Alan Keyes, who I admire greatly, recently posted this article on his blog:
In it he describes what he perceives to be the Libertarians view of personal property rights vs. what he believes the intent of our Founders was. He is specifically referencing comment made by Rand Paul. During his discourse (if I understand his point correctly) Keyes talks about the right of any citizen to deny anyone they choose access to their home (their personal private property), but that if those same people do not allow access to their personal public property (a business for instance) then they are in violation of discrimination laws and are engaging in discriminatory behavior.
Libertarians believe that personal property is personal property. They believe there is no distinction between personal property used for private purposes vs that used for public purposes. So, if we don't agree with that premise, where do we allow the government to draw that line? That's the slippery slope of the Keyes position vs the Rand position.
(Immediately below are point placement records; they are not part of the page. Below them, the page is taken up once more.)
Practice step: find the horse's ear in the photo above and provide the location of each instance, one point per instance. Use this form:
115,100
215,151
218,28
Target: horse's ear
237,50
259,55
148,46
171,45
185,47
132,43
In his article, Keyes brings up the concept of discrimination - saying that we can prevent people from entering our house if we don't like their race, hair color, their tan, or anything else - because it is our personal private property. He acknowledges that we have the right to discriminate in those circumstances. Let me be clear, he is not condoning discrimination; he is just acknowledging our right to do so. But he also takes the position that we do not have that same luxury when it comes to our personal public property. Where is that written in the Constitution? What or who decides what constitutes private vs public? If I own a private beach and hold a beach party and tell everyone I invite to invite whomever they want, does my personal private property now become public? Am I then prevented from denying access to my beach to people who I don't want there?
Discrimination does exist in our daily lives. It's a human condition. We discriminate against the vegetables we eat (some we just don't like). We discriminate against various religions just by joining a church of a particular denomination (or a non-denominational one). We discriminate against a political party based upon their ideology (and ours). We discriminate against every enemy we fight in a war - we don't know those individuals, yet we "hate" them. The list goes on and on. And while God created us all equal, that does not mean we have to like everyone.
My point, in a long, convoluted way, is that we have the right to discriminate even if it is the wrong decision to make. And if it is deemed to be so in the public forum of our personal property, society will alert us by not frequenting our personal public property. And we'll either change our behavior and remain in business, or not. But, in my opinion, the government does not have the authority to assign "rights" to any of us, or to any portion of our personal property. That task is assigned solely to God. To that principle I am committed. Liberty for all...and hold to it fast!